タツオさんには、もう一人息子がいます。サトルさんの兄です。

その長男はとても堅実なしっかり者。結婚のときも、家を建てたときも、タツオさんの援助の申し出は受けませんでした。そのため、タツオさんはこれまで、長男には一度も金銭的な援助をしたことはありません。

長男は「自分たちのやれる範囲でやるから大丈夫。父さんたちは自分たちのためにお金を使ったらいいよ」と、日頃から言ってくれるそうです。

よくできた長男と自立できない次男という構図。これまでは長男の言葉を真に受けて、次男の援助ばかりしてきましたが、快く思っているはずはないでしょう。

タツオさんは80歳という節目を迎え、長男の気持ちに応えるためにも今できることをしておきたいと、相続について真剣に考えることを決意したのでした。

相続の基本

相続について考えるうえで、まず押さえておきたいのは次の4つです。

1.遺産相続は相続人全員の合意があれば、任意の割合で分けることが可能。しかし、合意ができない場合には法定相続割合で相続することになる。

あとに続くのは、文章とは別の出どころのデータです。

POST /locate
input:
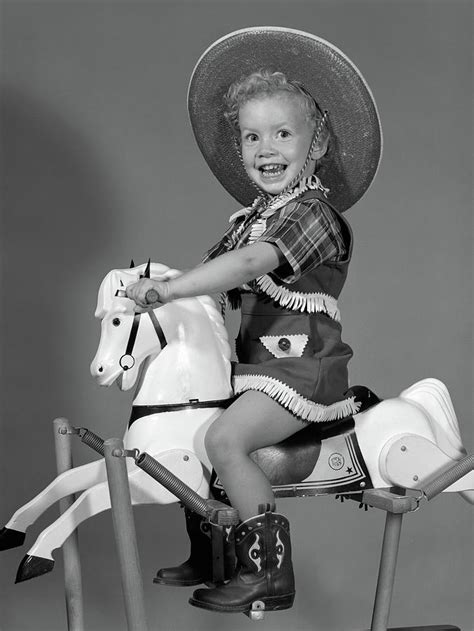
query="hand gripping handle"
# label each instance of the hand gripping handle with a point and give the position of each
(152, 296)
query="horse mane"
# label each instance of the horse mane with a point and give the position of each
(120, 278)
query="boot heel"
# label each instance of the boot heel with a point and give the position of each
(276, 603)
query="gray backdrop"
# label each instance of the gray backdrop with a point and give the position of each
(100, 166)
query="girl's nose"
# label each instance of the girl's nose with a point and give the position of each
(266, 148)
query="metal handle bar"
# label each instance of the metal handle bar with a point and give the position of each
(448, 477)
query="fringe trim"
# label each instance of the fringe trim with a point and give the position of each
(298, 301)
(288, 397)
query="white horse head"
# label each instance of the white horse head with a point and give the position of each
(196, 358)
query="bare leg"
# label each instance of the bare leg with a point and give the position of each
(69, 482)
(253, 421)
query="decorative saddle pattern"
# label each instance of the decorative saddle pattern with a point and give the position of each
(308, 463)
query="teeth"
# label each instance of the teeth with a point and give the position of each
(272, 169)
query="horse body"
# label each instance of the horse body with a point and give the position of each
(178, 357)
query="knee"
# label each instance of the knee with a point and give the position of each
(220, 445)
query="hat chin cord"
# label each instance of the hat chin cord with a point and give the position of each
(299, 175)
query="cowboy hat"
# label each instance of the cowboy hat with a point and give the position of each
(327, 74)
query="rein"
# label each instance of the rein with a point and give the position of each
(139, 411)
(127, 360)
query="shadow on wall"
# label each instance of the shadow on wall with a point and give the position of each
(56, 217)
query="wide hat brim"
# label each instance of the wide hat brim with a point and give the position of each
(332, 79)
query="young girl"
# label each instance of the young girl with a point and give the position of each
(289, 127)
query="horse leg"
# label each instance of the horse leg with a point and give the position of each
(72, 481)
(39, 559)
(94, 500)
(143, 490)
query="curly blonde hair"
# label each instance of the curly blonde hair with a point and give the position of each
(266, 83)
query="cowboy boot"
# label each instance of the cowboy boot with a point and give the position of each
(264, 569)
(198, 568)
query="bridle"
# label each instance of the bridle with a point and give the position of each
(127, 360)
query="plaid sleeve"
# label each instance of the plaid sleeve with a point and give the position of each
(307, 234)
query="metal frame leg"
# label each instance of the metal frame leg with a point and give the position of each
(386, 578)
(125, 535)
(72, 563)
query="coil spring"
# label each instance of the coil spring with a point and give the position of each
(162, 475)
(92, 440)
(450, 476)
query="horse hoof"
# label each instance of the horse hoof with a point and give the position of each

2.法定相続割合とは、仮にタツオさんが先に亡くなると、相続人は妻と長男、次男の3人。法定相続割合は妻1/2、兄弟はそれぞれ1/4ずつ。

3.任意の割合で相続させたいのであれば、遺言書の作成が一般的。ただし、偏った相続割合は遺留分を侵害する恐れがあるため注意。相続人が配偶者と子どもである場合の遺留分の割合は、妻が遺産総額の1/4、兄弟それぞれは1/8。遺産が3億円の場合、妻の遺留分は7,500万円、子はそれぞれ3,750万円ずつ。

4.特定の誰かに多く遺産を渡したい場合は、生命保険金の受取人に指定するという方法もあり(死亡保険金は受取人の固有の財産)。

上記を押さえたうえで、タツオさんの資産の8割は不動産であるため、法定相続割合できれいに分けることは困難であることを認識しておく必要があります。

これらのことから、円満な相続を遂行するためには、遺留分を考慮した遺言書の作成が現実的かつ効果的でしょう。

なお、親が子へ行う生活費の援助は、日常生活に必要な範囲であれば贈与税の対象となりませんが、社会通念上の範囲を超えるような金額や、高額かつ定期的な資金援助は特別受益(※)みなされるリスクがあります。

(※)特別受益とは……特定の相続人が受けた利益(まとまった額の資金援助、生前贈与)のこと。相続が発生した際、「特別受益」とみなされた額が、相続時の財産に持ち戻される(加算される)。